7. The FEP has diverted much needed money away from real Tasmanian wildlife management issues. For example consider the last round of Caring For Our Country Target Area Grants. Tasmania was listed as a priority site, and approximately 6 people were specifically employed and trained just to assess the applications. All for nothing though, as ALL the money for Tasmania went straight to the FEP ($2 million) and the Carp Eradication Program). Consider the need for effective measures to address quoll population decline which is at least known to be occurring. Moreover no one seems to have a handle on the status of bandicoots, bettongs, New Holland mice, and several other animal and bird species, quite apart from many rare plants unknown status and other plants invasive weed status.

It is certain that the almost $50 million focus on burying $5 million underground in Tasmania annually for 10 years, for no tangible result apart from probably killing a lot of innocent iconic native animals, has been at the expense of other important wildlife conservation work in Tasmania.

8. The almost complete lack of applied research into novel methods of truly detecting live foxes in low numbers in the wild has set the scene for future fox incursions with inability to control them. So much for the precautionary principle! Wouldn’t it be a real precaution to learn now how to control an actual fox incursion, rather than blindly spread 1080 poison without knowing that there are any foxes present?

Let’s all start right now; persuade FEP to let us have an input, and get some research in place for a positive outcome next time. Let’s forget about next year’s Great Poo Hunt ( ) and save the money for something not so easily rigged.

I don’t know about anyone else, but I will be almost certainly be adding some planted fox scats if it goes ahead – purely as an experiment. I want to show just how easy it is to fool the system. i.e. I will collect some small fox body parts and scats from mainland road kill, dry or freeze them and then add grated pieces to other carnivore scats gathered in Tasmania. I will experiment with moulding some fresh pademelon scats to the shape of fox scats and adding a sprinkle of fox, rabbit, and endemic Tasmanian small animal parts. I’ll be honest though – and tell them my sample and GPS numbers – but only after they are analysed.

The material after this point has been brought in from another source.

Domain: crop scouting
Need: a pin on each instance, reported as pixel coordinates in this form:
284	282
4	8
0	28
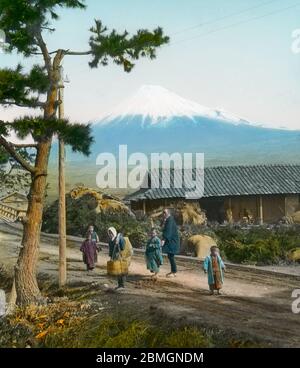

Let’s see whether they can really distinguish cat scat DNA from cat scat DNA with added grated fox material? Trouble is that there is no way of knowing how many other people have the same idea, only with less pure intentions, so it is hard to see how useful the hunt can possibly be? It seems essential though to teach the rudiments of hoaxing technology to the FEP so they can try to learn how to counter it if they are going to persist in relying on scat analysis to detect foxes?

How to prepare for future fox incursions then? Firstly, I believe we need to get DPIPWE to get outside help (but definitely not the present Technical Advisory Panel which has overseen the debacle to date). Let’s allocate some money and call for expressions of interest from people from different walks of life with new ideas e.g. hunters, photographers, wildlife biologists, research scientists, university staff and private businesses. Allocate some money for advanced proof of concept trials, and finally put some government muscle into getting some genuine applied research funding.

Let DPIPWE do what it does best – get some funding from the federal government, only this time not just for its own staff.

Ivo Edwards is an independent research scientist whose current area of interest is exploring interactions between the public and publicly funded government departments. His focus is on mechanisms and thought processes adopted by the government departments to justify secrecy and thumbing of noses at the public, when they actually are financed by the same people they treat with distain.